Generation Locked Out: How Australia is Failing its Young People

Generation Locked Out

When your parents were your age, over half of them owned their home. Today, just one in three young Australians aged 25–29 does. An 18-point collapse across a single generation.

This is not a single crisis. It is a slow-motion collision of housing, work, wages, and mental health hitting one generation all at once.

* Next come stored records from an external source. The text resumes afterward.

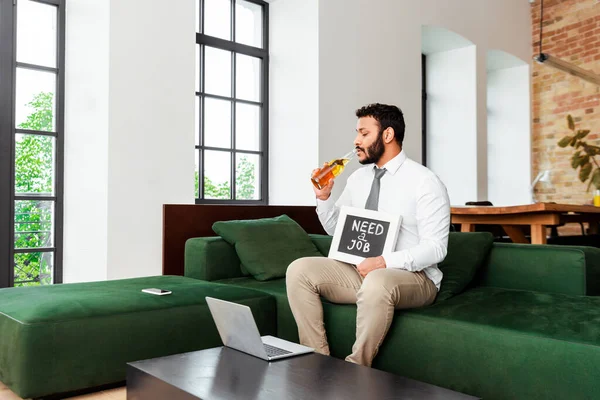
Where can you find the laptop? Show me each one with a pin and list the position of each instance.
(238, 330)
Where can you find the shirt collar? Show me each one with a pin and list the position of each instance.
(395, 163)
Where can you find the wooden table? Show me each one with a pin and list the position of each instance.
(538, 216)
(223, 373)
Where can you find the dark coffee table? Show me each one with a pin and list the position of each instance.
(224, 373)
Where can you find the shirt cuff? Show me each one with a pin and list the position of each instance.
(323, 206)
(399, 259)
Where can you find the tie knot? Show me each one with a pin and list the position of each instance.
(379, 172)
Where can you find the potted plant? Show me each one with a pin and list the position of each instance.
(584, 155)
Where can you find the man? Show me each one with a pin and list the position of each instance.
(406, 278)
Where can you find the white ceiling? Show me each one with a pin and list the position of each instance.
(435, 39)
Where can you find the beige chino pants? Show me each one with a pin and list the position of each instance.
(377, 296)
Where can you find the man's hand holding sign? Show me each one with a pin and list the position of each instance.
(363, 236)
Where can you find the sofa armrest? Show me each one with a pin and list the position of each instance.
(552, 269)
(323, 242)
(210, 259)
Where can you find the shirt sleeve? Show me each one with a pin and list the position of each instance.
(433, 224)
(328, 210)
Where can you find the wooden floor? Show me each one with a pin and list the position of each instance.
(113, 394)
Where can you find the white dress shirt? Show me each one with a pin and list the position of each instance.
(412, 191)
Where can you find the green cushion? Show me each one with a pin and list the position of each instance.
(500, 344)
(286, 324)
(553, 269)
(267, 246)
(466, 253)
(210, 259)
(60, 338)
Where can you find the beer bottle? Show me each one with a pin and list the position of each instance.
(333, 168)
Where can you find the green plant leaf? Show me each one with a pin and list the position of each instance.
(585, 171)
(584, 160)
(592, 150)
(564, 142)
(596, 178)
(582, 133)
(571, 122)
(576, 159)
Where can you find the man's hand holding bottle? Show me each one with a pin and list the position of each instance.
(325, 192)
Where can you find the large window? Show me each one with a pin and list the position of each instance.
(31, 141)
(231, 101)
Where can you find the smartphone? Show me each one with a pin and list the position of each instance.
(158, 292)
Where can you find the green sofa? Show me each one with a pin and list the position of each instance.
(64, 338)
(528, 325)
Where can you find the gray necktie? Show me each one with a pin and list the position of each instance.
(373, 199)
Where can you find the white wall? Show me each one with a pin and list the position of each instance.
(143, 130)
(369, 50)
(452, 121)
(294, 101)
(509, 136)
(86, 141)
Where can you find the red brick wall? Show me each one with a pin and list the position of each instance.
(571, 32)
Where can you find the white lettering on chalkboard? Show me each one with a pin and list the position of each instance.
(371, 228)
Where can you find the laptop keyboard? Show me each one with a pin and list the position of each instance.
(275, 351)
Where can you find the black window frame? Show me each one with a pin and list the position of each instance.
(8, 68)
(236, 48)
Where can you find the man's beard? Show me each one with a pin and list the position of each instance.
(374, 152)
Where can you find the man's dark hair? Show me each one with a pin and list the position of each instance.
(387, 116)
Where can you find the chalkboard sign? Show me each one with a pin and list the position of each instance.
(361, 233)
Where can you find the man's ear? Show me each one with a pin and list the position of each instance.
(388, 135)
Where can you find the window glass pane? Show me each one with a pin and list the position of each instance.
(36, 33)
(198, 55)
(247, 126)
(197, 115)
(198, 16)
(217, 64)
(35, 103)
(197, 174)
(247, 178)
(247, 79)
(33, 269)
(217, 123)
(34, 225)
(34, 164)
(217, 174)
(248, 23)
(217, 18)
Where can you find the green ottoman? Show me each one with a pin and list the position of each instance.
(62, 338)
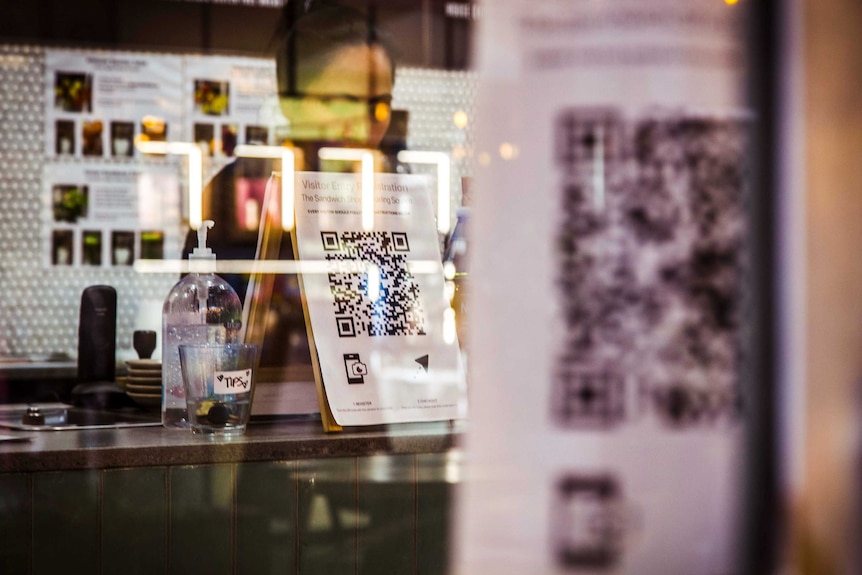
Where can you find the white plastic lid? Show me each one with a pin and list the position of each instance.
(202, 252)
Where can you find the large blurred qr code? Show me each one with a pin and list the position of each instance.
(651, 259)
(374, 293)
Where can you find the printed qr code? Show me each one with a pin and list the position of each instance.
(374, 291)
(650, 249)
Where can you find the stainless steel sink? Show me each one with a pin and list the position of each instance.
(62, 417)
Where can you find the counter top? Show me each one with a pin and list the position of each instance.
(157, 446)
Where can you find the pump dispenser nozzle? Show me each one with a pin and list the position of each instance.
(202, 251)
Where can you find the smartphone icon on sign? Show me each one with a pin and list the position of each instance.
(356, 370)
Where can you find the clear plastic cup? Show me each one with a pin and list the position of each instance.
(218, 380)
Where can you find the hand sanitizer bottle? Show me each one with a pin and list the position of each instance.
(200, 308)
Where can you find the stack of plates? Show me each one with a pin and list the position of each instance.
(144, 383)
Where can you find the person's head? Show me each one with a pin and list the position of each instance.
(335, 73)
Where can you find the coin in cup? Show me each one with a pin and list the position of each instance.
(218, 381)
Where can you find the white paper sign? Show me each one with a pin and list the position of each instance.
(608, 250)
(376, 300)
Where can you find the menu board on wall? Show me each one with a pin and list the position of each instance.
(98, 102)
(231, 101)
(110, 215)
(376, 306)
(609, 247)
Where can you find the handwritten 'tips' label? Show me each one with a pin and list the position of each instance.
(232, 382)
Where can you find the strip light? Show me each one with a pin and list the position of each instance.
(195, 159)
(269, 266)
(441, 159)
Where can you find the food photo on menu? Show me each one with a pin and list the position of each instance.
(62, 246)
(91, 137)
(122, 137)
(91, 244)
(69, 202)
(154, 129)
(212, 97)
(205, 135)
(64, 140)
(122, 248)
(73, 92)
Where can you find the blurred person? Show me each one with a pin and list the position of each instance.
(335, 73)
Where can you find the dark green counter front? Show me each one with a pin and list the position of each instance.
(282, 499)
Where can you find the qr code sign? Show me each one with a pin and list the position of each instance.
(650, 249)
(374, 293)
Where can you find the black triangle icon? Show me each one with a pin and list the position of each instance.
(423, 361)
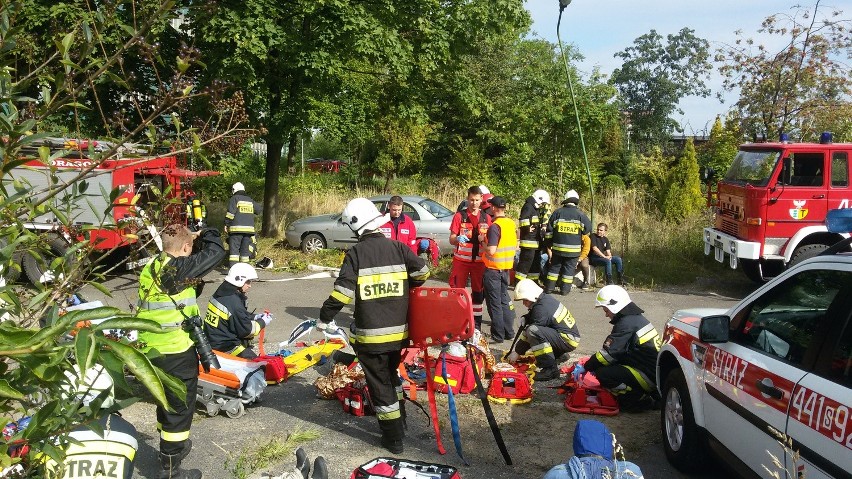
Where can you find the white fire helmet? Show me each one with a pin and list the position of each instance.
(362, 215)
(541, 198)
(572, 197)
(240, 273)
(612, 297)
(86, 388)
(527, 289)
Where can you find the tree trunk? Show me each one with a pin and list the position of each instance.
(291, 151)
(270, 189)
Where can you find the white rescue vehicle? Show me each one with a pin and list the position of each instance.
(779, 363)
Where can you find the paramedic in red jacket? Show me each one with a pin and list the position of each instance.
(400, 227)
(467, 234)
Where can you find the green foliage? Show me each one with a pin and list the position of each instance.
(611, 182)
(719, 151)
(467, 164)
(683, 193)
(656, 75)
(801, 88)
(65, 70)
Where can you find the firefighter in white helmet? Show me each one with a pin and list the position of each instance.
(626, 362)
(549, 330)
(228, 323)
(239, 224)
(563, 238)
(532, 233)
(376, 275)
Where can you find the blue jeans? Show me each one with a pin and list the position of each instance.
(607, 264)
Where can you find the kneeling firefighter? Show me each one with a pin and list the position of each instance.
(376, 274)
(549, 330)
(626, 364)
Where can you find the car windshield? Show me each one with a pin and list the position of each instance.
(437, 209)
(753, 167)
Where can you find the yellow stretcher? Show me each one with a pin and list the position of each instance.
(311, 355)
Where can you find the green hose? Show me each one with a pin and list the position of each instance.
(576, 115)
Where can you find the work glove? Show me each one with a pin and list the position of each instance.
(328, 327)
(578, 372)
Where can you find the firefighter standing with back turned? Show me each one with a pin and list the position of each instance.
(239, 224)
(168, 288)
(532, 233)
(376, 274)
(564, 234)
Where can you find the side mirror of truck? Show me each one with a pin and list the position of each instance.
(786, 170)
(714, 329)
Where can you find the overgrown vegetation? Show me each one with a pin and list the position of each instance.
(257, 456)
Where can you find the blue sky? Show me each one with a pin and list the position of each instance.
(600, 28)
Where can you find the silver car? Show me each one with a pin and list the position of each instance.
(431, 218)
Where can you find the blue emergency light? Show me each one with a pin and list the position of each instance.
(839, 221)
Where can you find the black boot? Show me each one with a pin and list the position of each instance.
(303, 464)
(392, 435)
(172, 469)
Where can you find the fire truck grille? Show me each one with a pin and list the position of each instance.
(730, 227)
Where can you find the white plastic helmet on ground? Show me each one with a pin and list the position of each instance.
(89, 386)
(527, 289)
(362, 215)
(541, 198)
(612, 297)
(240, 273)
(572, 197)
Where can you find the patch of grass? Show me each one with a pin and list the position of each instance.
(257, 456)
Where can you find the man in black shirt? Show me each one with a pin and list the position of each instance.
(601, 255)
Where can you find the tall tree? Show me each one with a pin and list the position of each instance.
(289, 57)
(800, 88)
(656, 75)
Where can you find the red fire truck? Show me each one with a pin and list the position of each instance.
(771, 204)
(109, 224)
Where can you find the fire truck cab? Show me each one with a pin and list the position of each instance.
(772, 202)
(94, 213)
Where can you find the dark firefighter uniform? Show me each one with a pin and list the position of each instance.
(377, 274)
(240, 223)
(228, 321)
(495, 279)
(531, 236)
(626, 363)
(550, 332)
(165, 284)
(564, 234)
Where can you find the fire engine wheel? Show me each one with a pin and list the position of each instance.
(37, 264)
(683, 440)
(806, 252)
(313, 242)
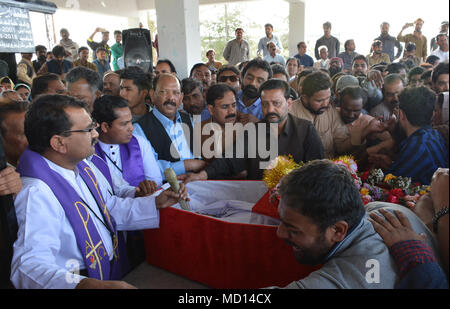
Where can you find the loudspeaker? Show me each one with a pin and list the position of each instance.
(137, 49)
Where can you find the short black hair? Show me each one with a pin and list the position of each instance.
(58, 51)
(91, 77)
(315, 82)
(395, 67)
(172, 67)
(39, 48)
(354, 92)
(46, 117)
(279, 69)
(82, 48)
(40, 84)
(14, 107)
(431, 59)
(218, 91)
(418, 105)
(104, 108)
(324, 192)
(197, 65)
(275, 83)
(415, 71)
(258, 63)
(225, 68)
(190, 84)
(441, 68)
(142, 80)
(360, 57)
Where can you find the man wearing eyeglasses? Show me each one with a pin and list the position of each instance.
(229, 75)
(68, 222)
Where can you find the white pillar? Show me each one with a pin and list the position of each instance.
(179, 33)
(296, 25)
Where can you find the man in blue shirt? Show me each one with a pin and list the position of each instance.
(424, 150)
(305, 60)
(165, 127)
(254, 75)
(101, 63)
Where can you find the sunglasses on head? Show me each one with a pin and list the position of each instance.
(232, 78)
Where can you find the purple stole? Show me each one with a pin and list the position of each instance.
(94, 253)
(132, 162)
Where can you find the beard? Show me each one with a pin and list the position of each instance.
(250, 92)
(334, 70)
(313, 255)
(279, 119)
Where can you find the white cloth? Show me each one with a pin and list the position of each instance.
(151, 167)
(443, 56)
(46, 249)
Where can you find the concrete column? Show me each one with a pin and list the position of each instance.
(296, 25)
(179, 33)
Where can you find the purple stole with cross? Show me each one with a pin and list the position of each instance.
(32, 164)
(132, 162)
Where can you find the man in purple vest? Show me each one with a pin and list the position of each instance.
(129, 157)
(68, 221)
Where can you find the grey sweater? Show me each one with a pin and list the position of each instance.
(354, 260)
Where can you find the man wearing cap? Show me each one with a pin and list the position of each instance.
(237, 50)
(416, 37)
(272, 56)
(70, 46)
(104, 43)
(410, 54)
(444, 30)
(348, 55)
(442, 51)
(377, 56)
(270, 37)
(101, 63)
(389, 42)
(329, 41)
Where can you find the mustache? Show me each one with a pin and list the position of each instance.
(170, 103)
(230, 116)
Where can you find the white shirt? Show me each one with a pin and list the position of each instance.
(443, 56)
(151, 166)
(46, 249)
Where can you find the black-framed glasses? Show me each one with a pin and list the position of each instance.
(232, 78)
(92, 127)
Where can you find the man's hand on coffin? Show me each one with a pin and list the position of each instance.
(91, 283)
(395, 228)
(168, 198)
(186, 178)
(194, 165)
(145, 188)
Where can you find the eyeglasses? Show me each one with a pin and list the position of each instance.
(91, 128)
(232, 78)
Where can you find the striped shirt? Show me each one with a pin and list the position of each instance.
(420, 156)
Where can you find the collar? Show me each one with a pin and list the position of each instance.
(346, 241)
(166, 122)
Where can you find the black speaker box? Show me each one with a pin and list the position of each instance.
(137, 49)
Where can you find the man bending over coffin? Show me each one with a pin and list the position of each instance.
(68, 222)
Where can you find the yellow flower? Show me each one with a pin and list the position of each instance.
(364, 191)
(389, 177)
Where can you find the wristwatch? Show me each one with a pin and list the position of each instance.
(437, 216)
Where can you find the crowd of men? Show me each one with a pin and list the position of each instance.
(100, 136)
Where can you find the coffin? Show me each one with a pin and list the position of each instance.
(231, 247)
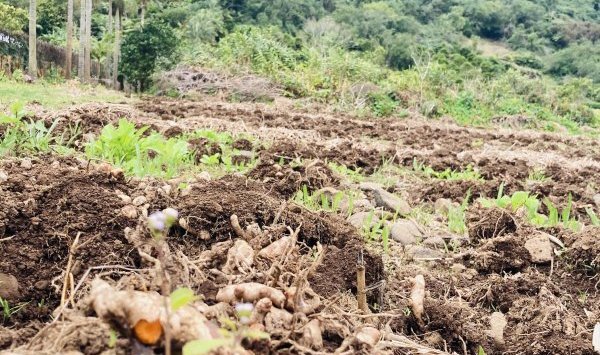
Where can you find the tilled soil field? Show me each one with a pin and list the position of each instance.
(81, 272)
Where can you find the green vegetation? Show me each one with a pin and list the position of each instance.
(142, 153)
(457, 216)
(8, 310)
(475, 61)
(468, 174)
(522, 200)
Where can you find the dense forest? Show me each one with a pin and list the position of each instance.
(475, 61)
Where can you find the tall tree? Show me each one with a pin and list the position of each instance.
(117, 50)
(109, 30)
(32, 39)
(81, 62)
(88, 40)
(69, 54)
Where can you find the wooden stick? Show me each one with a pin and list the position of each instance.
(361, 284)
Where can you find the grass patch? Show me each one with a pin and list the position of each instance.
(56, 95)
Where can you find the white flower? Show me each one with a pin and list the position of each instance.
(171, 215)
(157, 222)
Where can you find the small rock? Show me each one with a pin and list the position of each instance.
(406, 232)
(9, 287)
(442, 206)
(597, 200)
(41, 285)
(497, 324)
(126, 199)
(391, 202)
(458, 268)
(129, 211)
(26, 163)
(422, 252)
(140, 200)
(540, 249)
(358, 205)
(166, 189)
(205, 175)
(359, 219)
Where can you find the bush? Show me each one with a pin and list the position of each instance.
(143, 49)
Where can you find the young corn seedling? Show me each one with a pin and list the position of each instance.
(457, 216)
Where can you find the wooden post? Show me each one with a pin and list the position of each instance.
(361, 284)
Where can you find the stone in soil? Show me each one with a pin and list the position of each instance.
(540, 249)
(9, 287)
(359, 219)
(386, 199)
(406, 232)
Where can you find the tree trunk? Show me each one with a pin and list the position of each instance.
(117, 50)
(81, 63)
(32, 69)
(69, 58)
(109, 30)
(88, 41)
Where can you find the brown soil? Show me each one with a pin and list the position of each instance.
(549, 307)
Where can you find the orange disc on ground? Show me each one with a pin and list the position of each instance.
(148, 333)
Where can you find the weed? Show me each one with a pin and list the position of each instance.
(469, 174)
(323, 202)
(538, 175)
(232, 333)
(8, 311)
(457, 216)
(138, 154)
(354, 175)
(593, 217)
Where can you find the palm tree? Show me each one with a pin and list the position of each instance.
(109, 30)
(69, 64)
(88, 40)
(32, 69)
(117, 51)
(81, 63)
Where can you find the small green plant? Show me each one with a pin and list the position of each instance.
(140, 154)
(8, 310)
(324, 202)
(354, 175)
(469, 174)
(538, 175)
(564, 218)
(457, 216)
(24, 136)
(379, 231)
(232, 333)
(593, 217)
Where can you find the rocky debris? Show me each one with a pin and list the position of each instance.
(540, 249)
(26, 163)
(422, 252)
(9, 287)
(386, 199)
(406, 232)
(359, 219)
(140, 200)
(129, 211)
(443, 205)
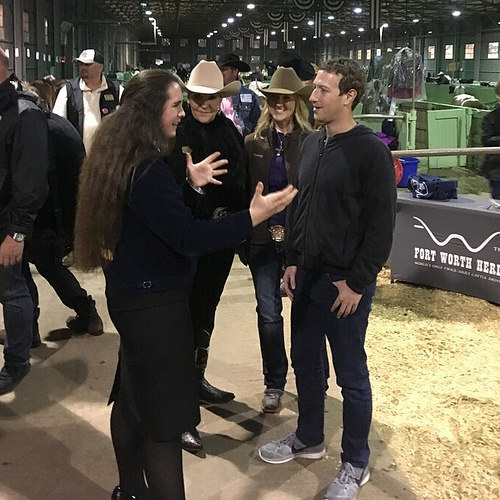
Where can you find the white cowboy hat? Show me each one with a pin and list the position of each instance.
(206, 78)
(285, 81)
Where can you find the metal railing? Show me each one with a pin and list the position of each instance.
(445, 152)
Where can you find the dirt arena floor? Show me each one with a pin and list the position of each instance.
(435, 363)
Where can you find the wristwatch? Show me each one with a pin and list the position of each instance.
(19, 237)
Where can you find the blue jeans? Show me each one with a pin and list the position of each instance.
(266, 263)
(17, 315)
(495, 189)
(48, 263)
(311, 321)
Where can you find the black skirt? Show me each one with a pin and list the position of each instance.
(155, 378)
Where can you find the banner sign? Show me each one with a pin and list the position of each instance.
(453, 245)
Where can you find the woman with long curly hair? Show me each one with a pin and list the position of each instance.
(136, 221)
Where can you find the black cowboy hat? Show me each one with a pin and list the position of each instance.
(291, 59)
(233, 61)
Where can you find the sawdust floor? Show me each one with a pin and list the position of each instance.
(435, 364)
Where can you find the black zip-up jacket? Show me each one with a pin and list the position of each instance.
(491, 137)
(341, 221)
(260, 154)
(23, 163)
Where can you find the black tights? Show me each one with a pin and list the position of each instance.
(140, 460)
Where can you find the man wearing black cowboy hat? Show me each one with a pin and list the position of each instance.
(243, 108)
(291, 59)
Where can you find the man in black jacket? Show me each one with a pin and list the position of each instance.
(340, 236)
(23, 189)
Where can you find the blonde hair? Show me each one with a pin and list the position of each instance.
(300, 117)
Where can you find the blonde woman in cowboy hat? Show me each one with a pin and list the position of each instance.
(205, 130)
(273, 153)
(147, 244)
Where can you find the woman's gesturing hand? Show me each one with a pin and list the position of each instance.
(262, 207)
(203, 173)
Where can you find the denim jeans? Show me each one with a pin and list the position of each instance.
(17, 315)
(495, 189)
(61, 279)
(266, 263)
(311, 321)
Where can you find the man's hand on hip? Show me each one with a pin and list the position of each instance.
(347, 300)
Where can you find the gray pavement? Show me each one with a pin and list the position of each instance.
(54, 429)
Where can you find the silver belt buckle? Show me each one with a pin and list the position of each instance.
(277, 232)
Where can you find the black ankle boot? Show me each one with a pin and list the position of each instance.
(119, 495)
(191, 441)
(211, 395)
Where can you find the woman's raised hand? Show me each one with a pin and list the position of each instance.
(203, 173)
(262, 207)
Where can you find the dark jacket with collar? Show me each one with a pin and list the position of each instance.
(342, 219)
(161, 239)
(203, 139)
(23, 162)
(260, 153)
(246, 108)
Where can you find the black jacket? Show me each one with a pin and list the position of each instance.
(23, 163)
(260, 153)
(491, 137)
(342, 220)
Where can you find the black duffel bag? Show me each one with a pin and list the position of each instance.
(424, 186)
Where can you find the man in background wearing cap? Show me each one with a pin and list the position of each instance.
(243, 108)
(85, 100)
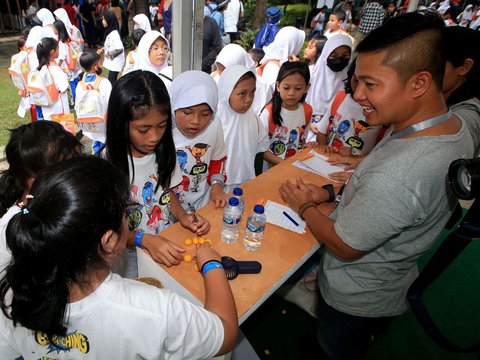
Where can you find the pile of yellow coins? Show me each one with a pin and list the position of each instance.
(195, 241)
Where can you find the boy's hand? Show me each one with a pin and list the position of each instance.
(218, 197)
(162, 250)
(199, 227)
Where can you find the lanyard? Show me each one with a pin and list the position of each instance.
(426, 124)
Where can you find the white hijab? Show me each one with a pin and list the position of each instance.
(325, 83)
(34, 37)
(62, 15)
(143, 62)
(233, 54)
(143, 22)
(288, 41)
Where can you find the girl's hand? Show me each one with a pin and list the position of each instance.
(218, 196)
(162, 250)
(200, 227)
(206, 253)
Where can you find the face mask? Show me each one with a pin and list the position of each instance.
(337, 64)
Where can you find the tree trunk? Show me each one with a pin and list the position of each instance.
(141, 7)
(259, 13)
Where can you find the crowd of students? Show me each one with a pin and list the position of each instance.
(164, 143)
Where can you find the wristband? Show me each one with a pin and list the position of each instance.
(331, 192)
(138, 239)
(210, 265)
(306, 205)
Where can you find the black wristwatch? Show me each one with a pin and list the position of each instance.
(331, 192)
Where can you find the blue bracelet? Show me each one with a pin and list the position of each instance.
(210, 265)
(138, 239)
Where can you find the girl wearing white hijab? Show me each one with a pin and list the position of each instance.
(73, 33)
(198, 138)
(287, 44)
(244, 135)
(142, 22)
(152, 54)
(47, 20)
(328, 75)
(233, 54)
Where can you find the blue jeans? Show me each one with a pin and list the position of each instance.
(344, 336)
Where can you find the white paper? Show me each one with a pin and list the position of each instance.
(274, 212)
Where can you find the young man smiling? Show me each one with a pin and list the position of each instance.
(398, 200)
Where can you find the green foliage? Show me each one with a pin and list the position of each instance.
(247, 38)
(9, 100)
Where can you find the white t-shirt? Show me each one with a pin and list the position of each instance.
(152, 212)
(194, 156)
(114, 42)
(348, 127)
(122, 319)
(97, 130)
(61, 106)
(5, 254)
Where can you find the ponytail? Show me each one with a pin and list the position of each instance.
(44, 48)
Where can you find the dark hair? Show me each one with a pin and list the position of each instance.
(44, 48)
(55, 240)
(412, 43)
(132, 98)
(32, 148)
(21, 42)
(137, 35)
(62, 30)
(347, 83)
(89, 59)
(340, 14)
(257, 54)
(288, 68)
(459, 45)
(112, 22)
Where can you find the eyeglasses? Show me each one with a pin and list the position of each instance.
(163, 49)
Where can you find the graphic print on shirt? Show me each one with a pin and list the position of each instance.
(64, 344)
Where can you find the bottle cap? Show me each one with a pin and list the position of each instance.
(233, 201)
(238, 192)
(258, 209)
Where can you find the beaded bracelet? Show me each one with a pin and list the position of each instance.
(138, 239)
(210, 265)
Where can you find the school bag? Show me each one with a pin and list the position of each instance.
(19, 70)
(89, 106)
(41, 87)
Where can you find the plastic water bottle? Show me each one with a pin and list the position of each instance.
(231, 221)
(255, 228)
(238, 193)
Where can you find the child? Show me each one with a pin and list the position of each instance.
(93, 128)
(313, 50)
(198, 138)
(285, 47)
(137, 35)
(76, 220)
(243, 132)
(47, 52)
(140, 143)
(141, 22)
(327, 77)
(334, 25)
(31, 149)
(113, 49)
(287, 115)
(152, 55)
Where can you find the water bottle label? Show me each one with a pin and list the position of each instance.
(231, 221)
(254, 228)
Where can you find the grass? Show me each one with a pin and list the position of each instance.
(9, 101)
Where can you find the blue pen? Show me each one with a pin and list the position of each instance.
(290, 218)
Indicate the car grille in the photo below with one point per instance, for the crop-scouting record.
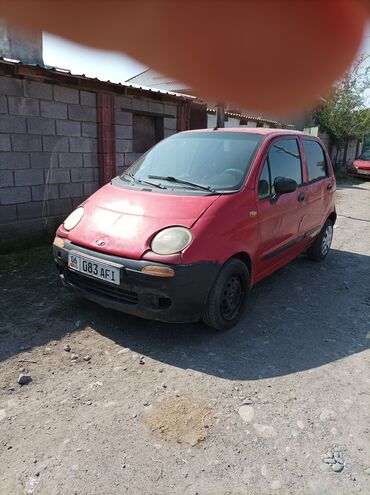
(100, 288)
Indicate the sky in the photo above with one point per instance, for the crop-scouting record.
(106, 65)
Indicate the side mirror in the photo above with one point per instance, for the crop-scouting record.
(284, 185)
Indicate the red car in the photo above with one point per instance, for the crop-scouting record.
(361, 166)
(195, 222)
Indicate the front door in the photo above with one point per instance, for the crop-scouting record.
(280, 217)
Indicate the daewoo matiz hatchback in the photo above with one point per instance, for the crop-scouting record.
(185, 232)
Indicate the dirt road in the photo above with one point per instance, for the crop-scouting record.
(120, 405)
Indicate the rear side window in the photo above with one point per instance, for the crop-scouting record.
(285, 160)
(316, 161)
(264, 184)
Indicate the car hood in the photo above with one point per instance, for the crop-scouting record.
(362, 164)
(124, 220)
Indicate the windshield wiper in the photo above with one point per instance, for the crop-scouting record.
(140, 181)
(169, 178)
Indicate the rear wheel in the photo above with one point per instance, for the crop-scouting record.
(228, 296)
(321, 246)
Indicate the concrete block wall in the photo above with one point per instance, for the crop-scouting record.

The data tells a story of compounding structural failure. Scroll through to see how four crises stack up on Australia’s youngest adults.


The Wage Squeeze

For over a decade wages and prices tracked together. Then from 2021, inflation surged and wages couldn’t keep up the red shaded gap is the cost paid by workers.

The shaded gap tells the story: for young Australians already earning less and working fewer hours, real purchasing power fell while rents rose to record highs.

A casual worker on minimum wage in 2024 earns less in real terms than they would have in 2020. Combined with record rents, the maths of saving a deposit becomes structurally impossible.


The Mental Health Crisis

One in four young Australians aged 16–24 experiences high or very high psychological distress. For young women in that age group, it rises to one in three (Australian Bureau of Statistics 2022c).

This is not merely stress. Psychiatric care for 18–24 year olds has more than doubled in a decade — and they are now the highest users of emergency mental health services of any age group (Australian Institute of Health and Welfare 2025).

Research tracking 24 years of data found youth mental health began declining before COVID and in 2024, still hadn’t recovered to 2019 levels (Alexeev and Glozier 2026). The mental health system is straining under demand it was never built to meet.


The Compounding Effect

No single crisis explains what young Australians are going through. It is the overlap that defines their experience and this chart captures it in full.

The 18–24 age group sits in the red on every single domain simultaneously: housing stress, underemployment, real wage gaps, and psychological distress all at once.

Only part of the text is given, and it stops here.